Uh Oh just noted this on bottom of the page 

Amount greater than USD 20,000.- or equivalent ,         	      please contact treasury department, Telephone  :Sad: 662) 296-4361-70

----------


## Butterfly

> I went to Singapore several years ago and DBS was the bank I could open an account with. HSBC wanted me to have a referral and I didn't. I spent the rest of the day trying to apply at several other banks ending up at DBS where I stood outside the Orchard St branch finally getting a stranger with an account there to vouch for me.

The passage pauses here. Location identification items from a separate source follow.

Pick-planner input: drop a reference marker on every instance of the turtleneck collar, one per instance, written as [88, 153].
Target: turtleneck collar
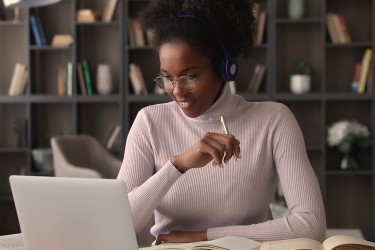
[224, 106]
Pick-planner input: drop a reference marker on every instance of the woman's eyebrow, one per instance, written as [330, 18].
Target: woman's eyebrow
[182, 72]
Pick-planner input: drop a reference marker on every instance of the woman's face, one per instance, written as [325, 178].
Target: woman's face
[177, 59]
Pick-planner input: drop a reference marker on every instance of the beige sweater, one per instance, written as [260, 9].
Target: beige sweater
[225, 201]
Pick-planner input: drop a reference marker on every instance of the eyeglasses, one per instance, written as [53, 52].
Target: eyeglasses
[187, 83]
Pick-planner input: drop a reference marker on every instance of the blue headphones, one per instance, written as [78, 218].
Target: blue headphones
[228, 67]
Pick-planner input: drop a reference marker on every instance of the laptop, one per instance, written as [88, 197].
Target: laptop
[63, 213]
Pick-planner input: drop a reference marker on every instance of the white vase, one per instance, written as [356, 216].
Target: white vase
[104, 84]
[300, 84]
[296, 9]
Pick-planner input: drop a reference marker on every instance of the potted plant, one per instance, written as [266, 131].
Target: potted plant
[349, 137]
[300, 80]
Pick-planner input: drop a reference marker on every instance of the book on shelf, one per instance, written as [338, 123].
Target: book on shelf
[87, 77]
[38, 31]
[337, 242]
[260, 17]
[344, 29]
[61, 76]
[136, 32]
[19, 80]
[338, 29]
[365, 66]
[41, 30]
[355, 81]
[331, 29]
[371, 76]
[257, 78]
[35, 31]
[136, 79]
[81, 79]
[62, 41]
[232, 86]
[260, 27]
[109, 10]
[113, 137]
[87, 16]
[131, 34]
[69, 79]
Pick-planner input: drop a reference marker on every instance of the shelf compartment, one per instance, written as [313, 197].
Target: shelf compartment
[359, 111]
[246, 70]
[11, 37]
[61, 11]
[51, 119]
[98, 6]
[45, 68]
[313, 9]
[97, 119]
[341, 214]
[288, 53]
[148, 61]
[96, 45]
[360, 29]
[340, 67]
[309, 116]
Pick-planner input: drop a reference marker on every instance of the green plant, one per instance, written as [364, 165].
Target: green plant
[302, 68]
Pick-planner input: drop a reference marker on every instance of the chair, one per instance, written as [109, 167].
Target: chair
[82, 156]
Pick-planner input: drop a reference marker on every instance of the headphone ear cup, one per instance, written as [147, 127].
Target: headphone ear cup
[229, 69]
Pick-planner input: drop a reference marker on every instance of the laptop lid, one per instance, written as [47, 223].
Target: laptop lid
[63, 213]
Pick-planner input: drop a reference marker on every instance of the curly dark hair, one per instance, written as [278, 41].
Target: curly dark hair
[229, 21]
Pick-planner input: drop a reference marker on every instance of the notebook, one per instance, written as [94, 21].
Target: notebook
[62, 213]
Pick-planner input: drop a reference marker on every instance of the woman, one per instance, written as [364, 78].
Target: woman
[179, 164]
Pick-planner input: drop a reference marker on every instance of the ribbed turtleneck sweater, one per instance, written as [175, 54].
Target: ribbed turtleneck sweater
[233, 200]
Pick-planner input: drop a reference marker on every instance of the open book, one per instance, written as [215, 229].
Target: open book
[337, 242]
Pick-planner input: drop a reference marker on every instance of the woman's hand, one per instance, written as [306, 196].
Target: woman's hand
[181, 237]
[212, 147]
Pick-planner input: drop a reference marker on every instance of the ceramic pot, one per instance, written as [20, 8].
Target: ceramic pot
[300, 84]
[296, 9]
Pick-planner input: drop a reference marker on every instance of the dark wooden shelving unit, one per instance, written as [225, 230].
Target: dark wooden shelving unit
[286, 41]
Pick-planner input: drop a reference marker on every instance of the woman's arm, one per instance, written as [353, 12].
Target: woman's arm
[300, 187]
[145, 188]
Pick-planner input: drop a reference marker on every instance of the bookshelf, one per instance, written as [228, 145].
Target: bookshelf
[46, 113]
[285, 41]
[330, 99]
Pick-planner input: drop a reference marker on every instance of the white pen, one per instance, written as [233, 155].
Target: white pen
[226, 131]
[224, 125]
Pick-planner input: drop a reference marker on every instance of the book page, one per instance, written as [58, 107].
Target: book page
[299, 243]
[12, 242]
[347, 242]
[230, 242]
[224, 243]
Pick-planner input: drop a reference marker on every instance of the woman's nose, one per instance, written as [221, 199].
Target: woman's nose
[177, 89]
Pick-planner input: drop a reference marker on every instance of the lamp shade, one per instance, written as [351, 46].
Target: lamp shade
[28, 3]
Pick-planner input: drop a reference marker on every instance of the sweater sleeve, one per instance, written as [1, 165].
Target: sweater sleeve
[145, 187]
[299, 184]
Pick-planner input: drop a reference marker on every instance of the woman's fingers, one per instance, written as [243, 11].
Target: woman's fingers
[221, 147]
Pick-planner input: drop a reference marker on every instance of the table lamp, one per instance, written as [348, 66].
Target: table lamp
[17, 4]
[28, 3]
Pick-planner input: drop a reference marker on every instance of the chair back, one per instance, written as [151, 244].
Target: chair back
[82, 156]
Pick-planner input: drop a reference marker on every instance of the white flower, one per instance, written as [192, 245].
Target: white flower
[338, 131]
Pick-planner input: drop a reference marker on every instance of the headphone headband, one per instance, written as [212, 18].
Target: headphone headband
[228, 67]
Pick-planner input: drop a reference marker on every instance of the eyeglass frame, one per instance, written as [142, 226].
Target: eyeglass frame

I had a friend in Singapore who had an account at DBS and therefore had to sponsor me. They are quite strict for banking over there, and they are a bit crazy with money laundering. Yet they remain the leading place for dodgy deals all over in Asia, like Switzerland, so that "good standing" crap is only superficial and for the obvious idiots like you and me trying to open a simple bank account.

Their stock market is even worse, full of dodgy and fraudulent companies that are rejected from everywhere, mostly HK. Terrible corporate governance provisions and market transparency. Thailand is 50 years ahead in that sense.

----------


## wefearourdespot

> Their stock market is even worse, full of *dodgy and fraudulent companies* that are rejected from everywhere


for example ? (second time I ask you this question actually)

----------


## Thaihome

> Originally Posted by Butterfly
> 
> Their stock market is even worse, full of *dodgy and fraudulent companies* that are rejected from everywhere
> 
> 
> for example ? (second time I ask you this question actually)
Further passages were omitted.